Выпив, выпучив глаза, мы пошли в умывальник набирать воду в вёдра. Я первым не выдержал и выбежал в соседний туалет, с меня вылетело всё! Даже мамины пирожки! С сигаретой в зубах в дверях стоял дембель и улыбался, - Ничего, сынки, ничего, привыкнете, а без этого здесь никак. Не выдержите, не перезимуете, уж на что у нас зимы лютые в Сибири, а тут...
Произвести уборку до прихода офицеров мы успели. И вот теперь - баня!
Баня была хорошей. Рассчитана на целую роту. Раздевалка - в кафеле. В помывочном - тоже везде кафель, бетонные тумбы под тазики, деревянные скамейки. Парилка вся отделана деревом. Да и вообще всё, что делал и строил для себя "королевский стройбат" было на высшем уровне.

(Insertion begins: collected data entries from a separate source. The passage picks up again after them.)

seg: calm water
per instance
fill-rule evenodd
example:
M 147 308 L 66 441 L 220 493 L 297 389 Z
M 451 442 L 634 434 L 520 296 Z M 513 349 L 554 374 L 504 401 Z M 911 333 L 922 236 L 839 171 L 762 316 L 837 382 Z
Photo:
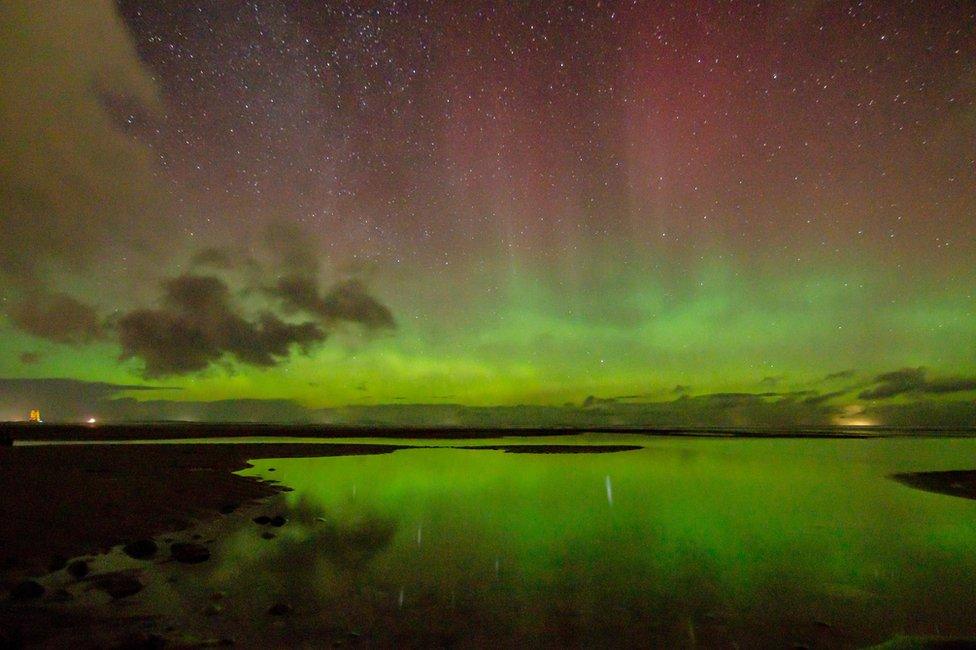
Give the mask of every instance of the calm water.
M 612 440 L 645 448 L 255 461 L 290 521 L 248 522 L 221 571 L 373 641 L 976 634 L 976 502 L 887 478 L 974 467 L 976 440 Z

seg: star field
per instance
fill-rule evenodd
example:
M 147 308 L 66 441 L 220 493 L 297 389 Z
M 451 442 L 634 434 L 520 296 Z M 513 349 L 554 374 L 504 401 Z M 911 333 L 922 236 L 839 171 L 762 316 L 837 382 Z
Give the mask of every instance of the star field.
M 212 250 L 235 260 L 221 271 L 234 322 L 320 317 L 346 281 L 395 318 L 363 333 L 365 312 L 330 303 L 340 316 L 303 339 L 322 345 L 285 341 L 252 355 L 257 368 L 228 352 L 176 378 L 186 399 L 561 404 L 758 393 L 775 378 L 779 392 L 835 392 L 843 412 L 883 373 L 976 372 L 966 3 L 118 12 L 159 102 L 106 101 L 160 195 L 136 217 L 147 252 L 93 246 L 119 281 L 100 293 L 84 271 L 83 302 L 124 319 Z M 279 227 L 314 263 L 268 253 Z M 285 296 L 296 280 L 311 293 Z M 138 380 L 142 357 L 118 362 L 113 341 L 24 340 L 38 356 L 9 366 Z M 848 369 L 844 386 L 825 379 Z

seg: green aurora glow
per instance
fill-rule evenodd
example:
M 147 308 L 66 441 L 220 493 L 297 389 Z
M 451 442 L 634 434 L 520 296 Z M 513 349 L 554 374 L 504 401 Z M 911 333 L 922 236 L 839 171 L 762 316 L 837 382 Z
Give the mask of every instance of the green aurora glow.
M 51 417 L 108 411 L 44 401 L 37 382 L 65 378 L 179 389 L 98 389 L 147 403 L 735 393 L 778 402 L 765 423 L 976 426 L 972 16 L 584 5 L 279 7 L 198 30 L 168 3 L 50 25 L 14 3 L 0 416 L 35 388 Z M 70 38 L 73 20 L 104 38 Z M 265 43 L 269 20 L 294 33 Z M 387 58 L 337 44 L 359 20 Z M 187 341 L 213 332 L 136 327 L 186 317 L 164 305 L 174 278 L 227 287 L 237 320 L 202 351 Z M 296 279 L 304 304 L 281 288 Z

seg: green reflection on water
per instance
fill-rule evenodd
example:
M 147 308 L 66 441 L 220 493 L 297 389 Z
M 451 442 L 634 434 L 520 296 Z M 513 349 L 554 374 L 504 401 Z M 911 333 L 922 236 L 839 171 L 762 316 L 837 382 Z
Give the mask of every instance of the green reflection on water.
M 976 632 L 976 502 L 886 478 L 971 466 L 976 440 L 613 439 L 635 440 L 255 461 L 245 474 L 294 488 L 293 521 L 227 561 L 305 566 L 292 580 L 333 617 L 401 641 Z

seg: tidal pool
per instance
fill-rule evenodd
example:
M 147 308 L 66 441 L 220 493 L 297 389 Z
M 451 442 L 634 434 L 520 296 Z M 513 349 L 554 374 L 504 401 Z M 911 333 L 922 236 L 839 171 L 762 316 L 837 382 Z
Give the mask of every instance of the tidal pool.
M 221 570 L 408 645 L 976 635 L 976 501 L 889 478 L 976 466 L 976 440 L 571 442 L 610 441 L 643 448 L 256 460 L 244 474 L 293 488 L 289 521 L 238 531 Z

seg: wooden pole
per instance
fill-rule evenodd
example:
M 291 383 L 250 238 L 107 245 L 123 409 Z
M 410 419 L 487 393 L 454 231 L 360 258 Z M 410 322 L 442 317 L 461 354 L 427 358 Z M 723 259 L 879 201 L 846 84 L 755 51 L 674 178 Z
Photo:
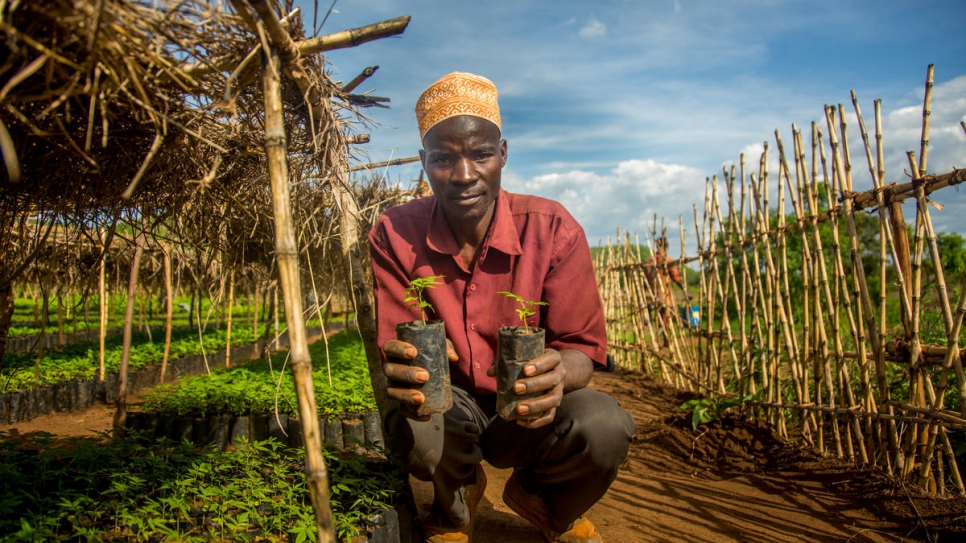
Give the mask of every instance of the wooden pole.
M 101 241 L 104 242 L 106 239 L 105 234 L 101 233 Z M 100 273 L 98 274 L 98 291 L 100 294 L 100 305 L 98 307 L 99 320 L 98 320 L 98 338 L 99 338 L 99 356 L 98 360 L 100 365 L 98 366 L 98 378 L 104 380 L 104 343 L 107 339 L 107 289 L 105 288 L 105 268 L 107 260 L 107 247 L 104 247 L 104 253 L 101 255 L 100 261 Z
M 857 325 L 855 327 L 855 330 L 858 333 L 858 337 L 856 338 L 856 345 L 858 345 L 860 351 L 864 353 L 865 338 L 868 337 L 870 343 L 872 343 L 873 352 L 878 353 L 879 349 L 881 348 L 881 345 L 879 342 L 879 336 L 875 326 L 875 315 L 872 313 L 872 302 L 869 299 L 868 287 L 865 282 L 865 269 L 862 264 L 862 258 L 859 251 L 858 234 L 856 232 L 855 218 L 853 216 L 854 206 L 853 206 L 852 200 L 848 197 L 849 194 L 852 194 L 852 181 L 851 181 L 851 174 L 850 174 L 851 166 L 849 165 L 849 160 L 848 160 L 848 147 L 845 144 L 845 141 L 847 140 L 844 134 L 845 132 L 844 120 L 841 119 L 841 115 L 843 113 L 844 112 L 842 111 L 839 112 L 839 116 L 840 116 L 839 122 L 842 125 L 842 131 L 843 131 L 842 149 L 840 152 L 839 140 L 838 140 L 838 136 L 836 133 L 836 126 L 835 126 L 835 114 L 836 114 L 835 108 L 832 106 L 828 106 L 826 107 L 826 110 L 825 110 L 826 122 L 828 124 L 828 129 L 829 129 L 829 143 L 831 144 L 831 147 L 832 147 L 832 160 L 834 165 L 833 175 L 838 175 L 838 179 L 839 179 L 838 188 L 839 188 L 840 197 L 842 198 L 842 201 L 844 204 L 843 205 L 844 216 L 845 216 L 845 221 L 846 221 L 846 225 L 848 226 L 848 232 L 849 232 L 849 240 L 850 240 L 849 248 L 850 248 L 851 260 L 852 260 L 853 280 L 854 280 L 854 284 L 856 285 L 855 297 L 859 302 L 856 304 L 856 307 L 855 307 L 856 313 L 859 315 L 858 319 L 856 320 L 858 320 L 859 322 L 865 320 L 864 327 L 861 325 Z M 843 159 L 843 154 L 845 155 L 844 159 Z M 863 319 L 862 317 L 863 313 L 866 316 L 865 319 Z M 889 400 L 891 397 L 888 380 L 886 378 L 886 369 L 883 364 L 876 364 L 875 371 L 876 371 L 876 380 L 878 381 L 878 385 L 879 385 L 879 390 L 878 390 L 879 402 L 885 402 Z M 888 411 L 889 415 L 893 414 L 891 407 L 887 406 L 886 410 Z M 896 432 L 895 423 L 892 421 L 887 421 L 885 432 L 886 432 L 886 438 L 888 440 L 888 447 L 889 447 L 889 453 L 890 453 L 889 456 L 892 458 L 891 466 L 895 467 L 897 465 L 896 462 L 899 460 L 898 434 Z
M 299 417 L 302 421 L 302 435 L 305 441 L 305 479 L 309 487 L 312 508 L 315 511 L 317 541 L 334 543 L 336 537 L 332 509 L 329 505 L 329 475 L 322 456 L 319 417 L 312 381 L 312 359 L 308 351 L 305 322 L 302 320 L 298 247 L 292 225 L 280 69 L 278 52 L 272 47 L 266 51 L 262 81 L 265 95 L 265 153 L 268 157 L 272 211 L 275 218 L 275 256 L 285 299 L 289 360 L 292 377 L 295 380 Z
M 7 338 L 13 322 L 15 298 L 13 282 L 0 284 L 0 370 L 3 369 L 3 355 L 7 350 Z
M 228 274 L 228 315 L 225 316 L 225 367 L 231 367 L 231 317 L 235 308 L 235 268 Z
M 302 40 L 296 43 L 296 48 L 300 55 L 311 55 L 332 51 L 334 49 L 345 49 L 355 47 L 359 44 L 372 40 L 402 34 L 409 25 L 411 17 L 403 15 L 395 19 L 388 19 L 379 23 L 343 30 L 327 36 Z M 212 72 L 227 71 L 234 68 L 241 59 L 228 58 L 219 62 L 195 62 L 185 64 L 180 67 L 180 71 L 188 76 L 200 76 Z
M 137 294 L 138 272 L 141 266 L 141 255 L 144 254 L 147 222 L 141 225 L 142 230 L 135 240 L 134 257 L 131 259 L 131 272 L 127 283 L 127 309 L 124 312 L 124 339 L 121 348 L 121 367 L 117 372 L 117 399 L 114 402 L 114 435 L 124 437 L 124 423 L 127 421 L 127 374 L 131 359 L 131 332 L 134 328 L 134 298 Z
M 171 252 L 161 247 L 164 259 L 164 356 L 161 358 L 161 378 L 163 383 L 171 355 L 171 319 L 174 315 L 174 289 L 171 286 Z

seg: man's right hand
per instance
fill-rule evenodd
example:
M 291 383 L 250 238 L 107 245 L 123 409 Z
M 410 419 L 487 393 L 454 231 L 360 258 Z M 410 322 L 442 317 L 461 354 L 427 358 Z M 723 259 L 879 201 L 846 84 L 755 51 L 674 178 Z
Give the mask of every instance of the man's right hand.
M 420 417 L 416 414 L 419 406 L 426 401 L 426 396 L 416 387 L 429 381 L 429 372 L 425 368 L 410 365 L 416 358 L 416 347 L 411 343 L 390 339 L 382 346 L 382 352 L 386 353 L 386 362 L 382 365 L 382 371 L 389 378 L 386 393 L 399 402 L 399 409 L 406 417 L 422 421 L 429 420 L 428 415 Z M 450 362 L 459 360 L 449 339 L 446 340 L 446 355 Z

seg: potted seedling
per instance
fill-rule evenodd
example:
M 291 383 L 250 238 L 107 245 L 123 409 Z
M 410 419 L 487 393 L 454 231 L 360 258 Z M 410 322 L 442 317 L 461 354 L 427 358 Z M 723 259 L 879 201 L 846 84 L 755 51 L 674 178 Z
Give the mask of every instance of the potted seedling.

Наш взвод вошёл в раздевалку. Двадцатитрёхлетний лейтенантик остался на улице. Уже почти все, раздевшись, зашли в помывочную. Только мы с Ильёй, да ещё пара земляков продолжала не спеша стягивать сапоги, оживлённо обсуждая последние события.
Входная дверь с треском распахнулась. Ручка двери так шарахнула об стену, что кафельная плитка отвалилась и раскололась. В раздевалку ворвалась дюжина грязных, мягко говоря, неопрятных "туземцев". Как потом оказалось, это были узбеки - "помазки", то есть, отслужившие полгода, работавшие в угольной котельной Баганура грузчиками угля. С гиканьем и чингиз-хановским улюлюканьем они оттеснили наши покрытые гусиной кожей тела в угол раздевалки, похватали наши пилотки, форму, сапоги и унеслись вдаль. С улицы заглянул лейтенант, почесал затылок. Это было его первое место службы, и мы у него были первые, и прибыл он в Монголию только неделю назад после училища...
- Кирдык! - сказал Ильюха, - вот тебе и помылись, и попарились...
Лейтенант прошёл через раздевалку, открыл дверь в помывочную: - Взвод! Выходи строиться!
Кое-как построившийся взвод имел жалкое зрелище.
Кто в одном сапоге, кто в подштанниках, кто без куртки, у половины - нет пилоток, почему-то грузчики угля очень уважали новые пилотки. Младший лейтенант мрачно ходил вдоль строя и курил одну сигарету за другой. Сделав три-четыре затяжки, выбрасывал и закуривал новую. Курящие ребята из взвода неодобрительно смотрели на это буйство "бычков" с фильтром на бетонке. В дверях бани появился дедушка-банщик. Прислонился к косяку и тоже закурил. Так мы и стояли какое-то время.
Наконец банщик сказал.
- Товарищ лейтенант, дозвольте помочь вашим ребятам, пусть заходят самые раздетые по одному.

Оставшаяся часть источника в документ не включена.